Herelle v South London Family Housing Association Limited, Lambeth County Court, 26 November 2009
Ms Herelle was the assured tenant of SLFHA (now part of Horizon Housing). Her tenancy of the one bed flat began in September 2001. There had been problems with the property since early in the tenancy including mould growth, an unpleasant odour and damp throughout the flat. SLFHA had carried out drylining to the rear bedroom and replaced damp wall plaster to an area of the hallway in 2006. Rotten window frames with fungal growth, present from an early part of the tenancy, were replaced in 2007.
The landlord’s repairing covenants in the tenancy agreement included the usual terms to repair the structure and exterior and gas/electicity/water/heating installations in parallel with S.11 Landlord and Tenant Act 1985, but also a covenant to repair the interior plasterwork of the property.
On receipt of a single joint expert’s report which stated that the damp was condensation but also due to water penetration due to defective damp proofing in the kitchen, the bathroom and the hallway, which exacerbated the condensation problem, Ms Herelle brought a claim for disrepair. The Single Joint Expert described the odour due to damp as amongst the worst he had encountered. Ms Herelle included damp and mould affected plasterwork in her claim and the historic disrepair to the windows.
SLFHA in the meantime drylined the living room and placed a positive pressure device in the cellar (which SLFHA retained and was not part of the demise). A further single joint expert report confirmed the initial findings of damp penetration to bathroom, kitchen and hallway exacerbating condensation in the property. Other reports commissioned by in 2007 and 2009 by SLFHA, which were in disclosure, also described penetrating damp in these areas.
Shortly prior to trial, SLFHA sought to challenge the Single Joint Expert’s findings and applied to introduce a new expert’s report, which was not yet available at the hearing of the application, which report was apparently to contradict the SJE’s findings in respect of the kitchen and bathroom. The application was dismissed with costs to the Claimant, but the Single Joint Expert was ordered to give oral evidence at trial and to be cross examined on the issue of defective damp-proofing.
Ms Herelle’s claim was for an order for specific performance, general damages for discomfort, distress and inconvenience, and a substantial special damages claim, principally for clothing, footwear, furnishing and other items damaged by damp and mould or by the odour. SLFHA had pleaded limitation, so the claim was limited to the period from February 2003.
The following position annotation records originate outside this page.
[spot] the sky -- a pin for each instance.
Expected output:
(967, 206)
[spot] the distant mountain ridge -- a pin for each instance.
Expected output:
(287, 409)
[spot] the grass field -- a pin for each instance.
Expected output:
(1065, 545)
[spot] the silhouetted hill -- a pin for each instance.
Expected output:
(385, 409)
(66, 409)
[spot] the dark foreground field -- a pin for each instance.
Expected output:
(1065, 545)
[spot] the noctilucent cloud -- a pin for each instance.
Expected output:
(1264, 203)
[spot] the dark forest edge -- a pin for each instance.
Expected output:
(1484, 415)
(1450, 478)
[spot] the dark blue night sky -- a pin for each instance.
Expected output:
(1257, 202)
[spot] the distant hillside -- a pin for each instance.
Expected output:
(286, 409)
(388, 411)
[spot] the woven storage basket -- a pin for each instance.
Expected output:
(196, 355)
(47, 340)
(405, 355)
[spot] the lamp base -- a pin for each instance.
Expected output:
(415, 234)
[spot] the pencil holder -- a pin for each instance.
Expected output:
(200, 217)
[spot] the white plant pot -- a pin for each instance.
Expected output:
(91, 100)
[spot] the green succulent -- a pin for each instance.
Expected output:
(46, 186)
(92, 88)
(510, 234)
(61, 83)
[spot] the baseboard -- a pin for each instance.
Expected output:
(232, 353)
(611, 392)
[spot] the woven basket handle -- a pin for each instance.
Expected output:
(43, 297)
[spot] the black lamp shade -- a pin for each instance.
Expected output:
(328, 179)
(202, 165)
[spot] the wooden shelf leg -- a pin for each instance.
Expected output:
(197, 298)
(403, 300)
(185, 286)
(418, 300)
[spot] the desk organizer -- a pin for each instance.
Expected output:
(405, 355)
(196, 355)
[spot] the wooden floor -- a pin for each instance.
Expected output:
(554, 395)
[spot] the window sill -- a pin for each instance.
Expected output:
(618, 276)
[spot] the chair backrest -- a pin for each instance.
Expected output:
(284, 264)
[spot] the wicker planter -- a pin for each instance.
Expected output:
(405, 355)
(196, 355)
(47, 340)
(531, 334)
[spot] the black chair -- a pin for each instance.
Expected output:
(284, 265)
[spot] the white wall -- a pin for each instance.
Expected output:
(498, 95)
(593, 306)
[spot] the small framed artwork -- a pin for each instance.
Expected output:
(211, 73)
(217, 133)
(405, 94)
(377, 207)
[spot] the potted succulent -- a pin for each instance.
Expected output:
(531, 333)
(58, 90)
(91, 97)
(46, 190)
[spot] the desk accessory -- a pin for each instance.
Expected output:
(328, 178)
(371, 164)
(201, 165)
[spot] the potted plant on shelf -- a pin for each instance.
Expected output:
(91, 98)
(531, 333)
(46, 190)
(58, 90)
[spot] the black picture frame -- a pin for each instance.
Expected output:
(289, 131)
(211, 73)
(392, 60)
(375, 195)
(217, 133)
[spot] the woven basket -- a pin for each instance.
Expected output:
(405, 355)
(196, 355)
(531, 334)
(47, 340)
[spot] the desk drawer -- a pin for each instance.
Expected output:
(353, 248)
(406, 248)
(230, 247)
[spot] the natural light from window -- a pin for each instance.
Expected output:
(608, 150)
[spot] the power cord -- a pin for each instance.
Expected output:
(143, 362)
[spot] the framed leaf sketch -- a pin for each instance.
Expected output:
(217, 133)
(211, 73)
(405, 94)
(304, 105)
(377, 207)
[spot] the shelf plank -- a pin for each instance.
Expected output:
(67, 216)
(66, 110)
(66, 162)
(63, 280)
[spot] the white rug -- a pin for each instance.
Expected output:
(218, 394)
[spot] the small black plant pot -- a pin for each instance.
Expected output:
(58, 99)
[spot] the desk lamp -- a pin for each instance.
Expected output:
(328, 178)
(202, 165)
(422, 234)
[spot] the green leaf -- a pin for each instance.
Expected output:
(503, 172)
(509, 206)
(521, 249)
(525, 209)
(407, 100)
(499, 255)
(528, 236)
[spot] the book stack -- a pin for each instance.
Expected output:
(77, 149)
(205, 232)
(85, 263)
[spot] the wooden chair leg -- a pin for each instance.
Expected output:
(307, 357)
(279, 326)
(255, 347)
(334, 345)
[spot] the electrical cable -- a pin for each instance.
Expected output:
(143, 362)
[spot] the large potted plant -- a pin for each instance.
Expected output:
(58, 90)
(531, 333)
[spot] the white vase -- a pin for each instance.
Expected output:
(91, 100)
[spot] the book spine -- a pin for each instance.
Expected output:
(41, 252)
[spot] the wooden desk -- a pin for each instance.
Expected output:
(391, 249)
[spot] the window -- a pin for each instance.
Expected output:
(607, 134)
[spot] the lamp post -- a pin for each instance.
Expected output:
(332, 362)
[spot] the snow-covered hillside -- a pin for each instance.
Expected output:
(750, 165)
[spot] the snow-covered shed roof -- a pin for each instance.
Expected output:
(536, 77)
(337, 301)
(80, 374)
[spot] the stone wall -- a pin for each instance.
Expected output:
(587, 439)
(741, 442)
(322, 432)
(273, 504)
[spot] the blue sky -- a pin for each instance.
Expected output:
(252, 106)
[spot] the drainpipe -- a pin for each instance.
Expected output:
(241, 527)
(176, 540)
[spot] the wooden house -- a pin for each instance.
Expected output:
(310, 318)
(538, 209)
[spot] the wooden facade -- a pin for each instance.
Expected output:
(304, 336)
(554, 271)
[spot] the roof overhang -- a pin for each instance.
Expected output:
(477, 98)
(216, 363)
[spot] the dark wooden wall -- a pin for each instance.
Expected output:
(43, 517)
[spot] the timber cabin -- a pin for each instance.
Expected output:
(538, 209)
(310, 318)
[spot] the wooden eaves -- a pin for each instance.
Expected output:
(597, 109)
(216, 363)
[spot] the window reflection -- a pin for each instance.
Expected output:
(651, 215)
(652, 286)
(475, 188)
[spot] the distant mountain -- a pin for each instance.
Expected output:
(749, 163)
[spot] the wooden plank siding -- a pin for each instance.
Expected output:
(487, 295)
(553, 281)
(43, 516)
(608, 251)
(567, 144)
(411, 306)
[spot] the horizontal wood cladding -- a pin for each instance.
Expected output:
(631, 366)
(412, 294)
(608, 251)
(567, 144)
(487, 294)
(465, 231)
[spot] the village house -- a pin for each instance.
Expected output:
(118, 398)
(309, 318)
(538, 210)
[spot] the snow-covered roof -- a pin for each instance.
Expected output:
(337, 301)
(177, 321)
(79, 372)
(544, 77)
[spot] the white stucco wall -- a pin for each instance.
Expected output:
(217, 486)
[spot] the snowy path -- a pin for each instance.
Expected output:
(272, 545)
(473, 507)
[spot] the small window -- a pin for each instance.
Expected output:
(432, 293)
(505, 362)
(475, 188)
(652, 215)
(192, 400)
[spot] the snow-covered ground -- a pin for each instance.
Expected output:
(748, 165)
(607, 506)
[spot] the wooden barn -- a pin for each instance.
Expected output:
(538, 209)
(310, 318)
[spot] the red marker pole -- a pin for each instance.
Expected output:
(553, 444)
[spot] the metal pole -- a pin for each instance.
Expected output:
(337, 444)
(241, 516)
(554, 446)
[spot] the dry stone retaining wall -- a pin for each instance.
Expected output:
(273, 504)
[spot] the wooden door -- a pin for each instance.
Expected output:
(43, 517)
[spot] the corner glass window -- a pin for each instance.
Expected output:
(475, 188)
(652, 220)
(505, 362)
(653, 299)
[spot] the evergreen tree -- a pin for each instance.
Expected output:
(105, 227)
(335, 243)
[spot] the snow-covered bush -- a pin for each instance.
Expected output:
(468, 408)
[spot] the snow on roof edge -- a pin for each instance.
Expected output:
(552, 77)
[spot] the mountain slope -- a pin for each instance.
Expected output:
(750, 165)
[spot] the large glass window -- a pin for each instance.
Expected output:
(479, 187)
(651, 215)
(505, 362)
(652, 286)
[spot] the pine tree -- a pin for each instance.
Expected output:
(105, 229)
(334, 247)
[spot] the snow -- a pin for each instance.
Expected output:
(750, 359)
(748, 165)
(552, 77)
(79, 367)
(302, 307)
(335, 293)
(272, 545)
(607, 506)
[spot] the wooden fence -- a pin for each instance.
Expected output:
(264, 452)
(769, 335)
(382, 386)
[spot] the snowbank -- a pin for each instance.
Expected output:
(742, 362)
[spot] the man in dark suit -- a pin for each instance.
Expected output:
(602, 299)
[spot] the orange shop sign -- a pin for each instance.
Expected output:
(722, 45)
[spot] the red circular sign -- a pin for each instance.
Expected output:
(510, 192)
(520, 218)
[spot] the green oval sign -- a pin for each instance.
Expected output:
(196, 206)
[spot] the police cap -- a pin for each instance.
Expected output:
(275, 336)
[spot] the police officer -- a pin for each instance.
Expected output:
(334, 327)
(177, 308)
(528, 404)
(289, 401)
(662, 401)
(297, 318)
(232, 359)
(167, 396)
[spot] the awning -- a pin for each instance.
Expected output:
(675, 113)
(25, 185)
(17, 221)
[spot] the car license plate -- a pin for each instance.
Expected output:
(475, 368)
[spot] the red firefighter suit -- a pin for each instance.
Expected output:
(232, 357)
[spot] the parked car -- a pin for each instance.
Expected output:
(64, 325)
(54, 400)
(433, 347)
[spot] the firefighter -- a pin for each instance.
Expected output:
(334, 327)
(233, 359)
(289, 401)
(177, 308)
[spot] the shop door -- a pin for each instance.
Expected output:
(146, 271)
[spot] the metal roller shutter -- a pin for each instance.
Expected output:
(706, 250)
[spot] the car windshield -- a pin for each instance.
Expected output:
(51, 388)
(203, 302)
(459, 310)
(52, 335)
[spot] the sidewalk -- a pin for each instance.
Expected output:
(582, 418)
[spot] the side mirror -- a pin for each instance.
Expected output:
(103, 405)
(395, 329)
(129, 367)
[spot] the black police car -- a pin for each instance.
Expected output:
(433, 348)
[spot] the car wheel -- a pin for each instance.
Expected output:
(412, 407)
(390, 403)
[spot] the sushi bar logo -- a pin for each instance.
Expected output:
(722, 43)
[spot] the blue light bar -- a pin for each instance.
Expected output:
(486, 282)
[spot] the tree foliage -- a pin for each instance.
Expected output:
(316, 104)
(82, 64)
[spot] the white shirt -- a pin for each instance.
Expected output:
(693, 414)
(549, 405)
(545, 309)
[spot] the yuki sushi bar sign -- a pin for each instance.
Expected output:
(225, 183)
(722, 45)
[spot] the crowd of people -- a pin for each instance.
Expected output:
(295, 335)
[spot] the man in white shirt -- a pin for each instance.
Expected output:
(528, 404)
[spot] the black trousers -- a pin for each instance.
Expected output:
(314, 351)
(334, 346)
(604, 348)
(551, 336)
At trial, in an extempore judgment, HHJ Welchman accepted the expert’s reports and oral evidence and Ms Herelle’s evidence. It was common ground that, following Quick v Taff Ely BC, there was no liability for condensation per se on SLFHA’s part. However, despite the expert’s evidence that condensation levels across the property had been exacerbated by the damp penetration, HHJ Welchman found that the Defendant’s liability was wholly limited to the areas of damp penetration due to the defective damp proof course; being the kitchen, bathroom and hallway, and any exacerbation of condensation in those specific areas only.
As the Claimant’s belongings which had suffered damage were largely kept in the bedroom and living room, SLFHA were not liable for that damage. There was accordingly no award for special damages.
The judgment further did not mention the Claimant’s assertion that plaster throughout the property was or had been defective due to being damp and mouldy and therefore fell under the repairing covenant. There was likewise no mention of the defective windows.
An order for specific performance was made in respect of the damp proofing works as set out in the SJE’s report, estimated to cost some £17,000, with temporary accommodation to be provided for the Claimant for the duration.
On quantum for general damages, Ms Herelle had argued for assessment on the basis of a nominal reduction in rent, assessed as a percentage, following Niazi Services Ltd v Van der Loo [2004] EWCA Civ 53, and English Churches v Shine [2004] EWCA Civ 434, or, if the Court disagreed, then on the basis of the Wallace v Manchester 30 HLR 1111 ‘unofficial tariff’. The average rent for the period of the claim was £3,495 per annum.
The Court awarded general damages of £5,000 for the whole period of the claim, some 6.5 years, (which amounts to £769 pa, 22.6% of the average rent). The extempore judgment did not explain the basis on which this amount had been arrived at.
On costs, the Defendant argued for no order as the Claimant had not succeeded on her sizeable special damages claim. The Court did not accept this but awarded the Claimant two thirds of her costs, excepting the previous costs orders in her favour, in view of the time likely to have been spent on the special damages claim.
We understand that Ms Herelle has applied for permission to appeal to the High Court, so we may get a High Court disrepair quantum case soon.
Thanks to Anthony Gold and Counsel Victoria Osler for the information about the case.
We have been informed that Ms Herelle has now been granted permission to appeal on the ground of new evidence.